"We asked our customers, and they want X." This statement, in a product meeting, is treated as evidence. It's used to justify roadmap decisions, override data, and dismiss alternatives. It feels rigorous. It feels customer-centric. And very often, it's misleading.
Not because customer input is irrelevant, it's essential. But because the value of customer input depends entirely on which customers you're asking, what you're asking them, and what stage of the problem you're at. Get those three things wrong and you'll collect confident data that points you in the wrong direction.
The loudest customers are often the least representative
The customers who respond to feedback surveys, who contact support, who write detailed reviews, and who show up in NPS follow-up interviews, these are not a random sample. They are self-selecting. And they are systematically different from the customers who make up the bulk of your revenue.
The loudest customers tend to be the most engaged, which means they're also usually the most invested in the current product, the most resistant to change, and the most likely to advocate for features that work for their advanced use case rather than the broader customer base.

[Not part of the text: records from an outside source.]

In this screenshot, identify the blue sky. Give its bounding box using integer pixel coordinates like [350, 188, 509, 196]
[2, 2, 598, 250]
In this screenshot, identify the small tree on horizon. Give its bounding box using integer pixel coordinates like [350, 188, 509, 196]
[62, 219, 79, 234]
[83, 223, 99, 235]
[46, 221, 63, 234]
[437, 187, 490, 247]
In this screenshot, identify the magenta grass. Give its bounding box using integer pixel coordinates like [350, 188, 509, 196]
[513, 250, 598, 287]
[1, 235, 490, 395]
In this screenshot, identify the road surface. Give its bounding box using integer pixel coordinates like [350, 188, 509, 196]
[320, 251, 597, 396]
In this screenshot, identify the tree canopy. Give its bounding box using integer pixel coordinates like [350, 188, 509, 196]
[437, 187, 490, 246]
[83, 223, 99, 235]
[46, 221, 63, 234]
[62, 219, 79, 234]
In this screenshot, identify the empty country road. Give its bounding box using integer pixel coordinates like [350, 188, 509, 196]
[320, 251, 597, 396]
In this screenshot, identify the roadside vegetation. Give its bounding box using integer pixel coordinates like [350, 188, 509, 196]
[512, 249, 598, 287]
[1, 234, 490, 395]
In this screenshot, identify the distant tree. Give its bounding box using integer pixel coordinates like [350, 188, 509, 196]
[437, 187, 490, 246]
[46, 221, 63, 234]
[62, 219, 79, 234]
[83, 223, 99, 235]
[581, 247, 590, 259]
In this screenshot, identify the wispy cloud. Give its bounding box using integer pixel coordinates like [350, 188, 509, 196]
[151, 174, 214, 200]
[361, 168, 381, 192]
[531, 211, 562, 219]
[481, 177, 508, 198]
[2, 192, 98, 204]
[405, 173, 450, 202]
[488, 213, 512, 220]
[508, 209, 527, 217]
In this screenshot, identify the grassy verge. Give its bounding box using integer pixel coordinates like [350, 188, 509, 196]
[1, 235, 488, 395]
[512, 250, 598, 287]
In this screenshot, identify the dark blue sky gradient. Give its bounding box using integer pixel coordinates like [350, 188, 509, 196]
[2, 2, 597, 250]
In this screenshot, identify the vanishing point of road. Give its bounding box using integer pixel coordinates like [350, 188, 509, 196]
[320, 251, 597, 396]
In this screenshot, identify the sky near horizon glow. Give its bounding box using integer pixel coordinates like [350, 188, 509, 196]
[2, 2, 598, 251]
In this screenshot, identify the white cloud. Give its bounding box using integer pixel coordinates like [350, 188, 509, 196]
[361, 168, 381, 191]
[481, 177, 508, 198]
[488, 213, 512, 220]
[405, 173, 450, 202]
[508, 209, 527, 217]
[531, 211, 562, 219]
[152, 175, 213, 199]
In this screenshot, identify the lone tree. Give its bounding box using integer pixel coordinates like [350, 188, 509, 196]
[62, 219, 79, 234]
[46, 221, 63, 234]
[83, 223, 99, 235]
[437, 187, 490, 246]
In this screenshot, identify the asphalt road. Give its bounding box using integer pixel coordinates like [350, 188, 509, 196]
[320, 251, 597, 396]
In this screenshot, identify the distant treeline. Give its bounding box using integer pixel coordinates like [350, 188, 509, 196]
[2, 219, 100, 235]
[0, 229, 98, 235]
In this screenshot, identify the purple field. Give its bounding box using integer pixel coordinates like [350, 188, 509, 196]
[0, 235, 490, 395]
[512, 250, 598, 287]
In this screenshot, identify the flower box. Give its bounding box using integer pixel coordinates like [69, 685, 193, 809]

This is particularly dangerous in product decisions. If you optimise for the feedback of your most vocal 5%, you may be actively making the product worse for the 80% who don't tell you anything, they just quietly churn.
Asking customers what they want produces unreliable answers
The classic problem: you ask customers whether they'd use a feature if you built it. They say yes. You build it. They don't use it.
This is not dishonesty, it's a fundamental limitation of how people reason about hypotheticals. What customers say they'll do and what they actually do are different things. Not because they're trying to mislead you, but because they're answering the question "would I use this?" rather than "will I use this?", which are cognitively very different.
Customers are also remarkably bad at predicting what they need to change their behaviour. They describe their needs in terms of the current product. They can't articulate what would actually make their life better, they can only describe the workarounds they currently use and the frictions they currently feel. Translating that into the right product decision is the team's job, not the customer's.
Stage matters: early signal vs late optimisation
The appropriate use of customer feedback changes dramatically depending on where you are in the product lifecycle.
Early-stage product development is the phase where customer feedback should inform direction, specifically, understanding what problems customers have, how they currently solve them, and what the consequences of not solving them are. This is qualitative, exploratory, and should be conducted with genuine openness to finding out that your current assumptions are wrong.
Late-stage optimisation is the phase where customer feedback should help you refine an existing experience. NPS, CSAT, and A/B test interpretation all make sense here. The direction is already set, the question is which version of the direction works better.
The mistake is using late-stage instruments (surveys, NPS, feature request tracking) at early-stage moments, and treating the output as strategic direction rather than operational signal.
Feedback from customers who've churned is different from feedback from current customers
The most honest feedback you'll ever get is from customers who left. They've already made the decision, they have nothing to lose by telling you the truth. And the reasons they give for leaving are often brutally accurate in ways that current customer feedback isn't.
Most businesses don't conduct systematic churn interviews. The ones that do often find that the stated reason ("too expensive") masks the real reason ("too complicated to get value from"). The difference between those two is a completely different product strategy.
When NPS becomes a vanity metric
NPS is one of the most widely used customer feedback mechanisms and one of the most frequently misapplied. The score is useful as a relative benchmark over time, but it tells you almost nothing about what to do.
The common failure mode: collecting NPS scores, reporting them to the board, and celebrating when the number goes up without having any clear understanding of what's driving the movement. NPS as a lagging indicator of something you haven't measured is just a number that makes leadership feel good.
The useful version of NPS involves a rigorous analysis of the verbatims, the actual responses customers write, segmented by customer type, by cohort, by product area, and tracked against changes in the product or operations. That version of NPS is a diagnostic tool. The number alone is not.
The right use of customer feedback
Customer feedback is signal when:
- You're talking to a representative sample, not just the vocal minority
- You're observing behaviour rather than asking about intentions
- You're asking about problems rather than solutions
- You're at a stage of the process where direction can still be changed based on what you learn
- You're combining it with quantitative data, not substituting for it
Customer feedback is noise when it comes from self-selected respondents, asks hypothetical questions about unbuilt features, or is treated as a substitute for the hard work of figuring out what the data actually shows about user behaviour.
The best product teams treat customer feedback as one input among several, important, but not sufficient, and always interpreted through a lens of who is giving it and why.